Rental Income Properties Have Caught The Eye of the Millennials

May 28, 2018

Amid ever-increasing price and supply pressures, Canada’s millennials are now more open to the idea of becoming landlords and sharing their spaces with other people, according to CIBC’s latest poll of Canadian home owners.

The CIBC study found that Canadians aged 18-34 are far more likely to be landlords than any other demographic. 30% of millennial home owners are already landlords, while 17% are planning to be. This is in stark contrast to only 29% of home owners aged 35-54 and 12% of those aged 55+ being landlords.

55% of millennial landlords said that they already own properties
exclusively for rental purposes, while 40% are renting out portions of their homes for extended stays of a year or more (30%) or short-stays (10%).

For those who would be buying homes right now, 54% of millennials said that they would go for homes with sources of rental income, versus 25% of baby boomers.

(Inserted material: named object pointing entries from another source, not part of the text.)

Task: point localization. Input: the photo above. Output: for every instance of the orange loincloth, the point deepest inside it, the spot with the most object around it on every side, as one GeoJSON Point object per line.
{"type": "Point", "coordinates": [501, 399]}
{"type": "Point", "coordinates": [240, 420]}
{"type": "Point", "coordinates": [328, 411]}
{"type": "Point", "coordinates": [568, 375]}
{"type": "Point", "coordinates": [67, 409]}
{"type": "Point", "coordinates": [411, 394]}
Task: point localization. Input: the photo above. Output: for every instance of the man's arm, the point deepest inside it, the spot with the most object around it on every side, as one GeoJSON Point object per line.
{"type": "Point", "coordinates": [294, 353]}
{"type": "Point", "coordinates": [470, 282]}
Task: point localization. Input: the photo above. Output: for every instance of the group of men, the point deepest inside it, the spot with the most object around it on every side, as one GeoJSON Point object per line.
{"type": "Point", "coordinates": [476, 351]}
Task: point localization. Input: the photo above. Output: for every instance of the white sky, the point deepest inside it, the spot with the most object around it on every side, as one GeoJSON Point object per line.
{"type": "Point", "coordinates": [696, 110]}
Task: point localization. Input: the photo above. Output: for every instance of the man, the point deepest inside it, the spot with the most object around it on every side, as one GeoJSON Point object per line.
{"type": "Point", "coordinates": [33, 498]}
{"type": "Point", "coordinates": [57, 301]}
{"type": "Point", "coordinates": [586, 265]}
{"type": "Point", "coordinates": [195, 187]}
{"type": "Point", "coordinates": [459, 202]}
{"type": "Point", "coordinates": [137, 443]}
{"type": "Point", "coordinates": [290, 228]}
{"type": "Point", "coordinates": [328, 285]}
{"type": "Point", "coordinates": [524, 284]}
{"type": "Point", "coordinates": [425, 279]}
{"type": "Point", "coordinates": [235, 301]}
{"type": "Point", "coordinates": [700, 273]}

The numbers uncovered by CIBC bore out the economic rationale for space-sharing: Those who earn income by renting out space in their homes reduce their average housing costs by as much as 70%. Also, Canadians who own a separate rental property earn on average $2,189 per month, 50% greater than their monthly costs.

“Younger Canadians are more open to sharing their space because they see it as financially advantageous,” according to real estate investor, contractor, and television personality Scott McGillivray.

“There’s definitely a shift in attitudes and a growing interest in income properties, in part driven by a desire to offset high housing costs, but also because it can be a smart way to create extra income and build wealth.”

While 30% of landlords said that their top concern is dealing with unexpected maintenance and repair costs, 52% expressed a belief that it’s “worth the headache”, whether for generating passive income now (22%) or in retirement (28%).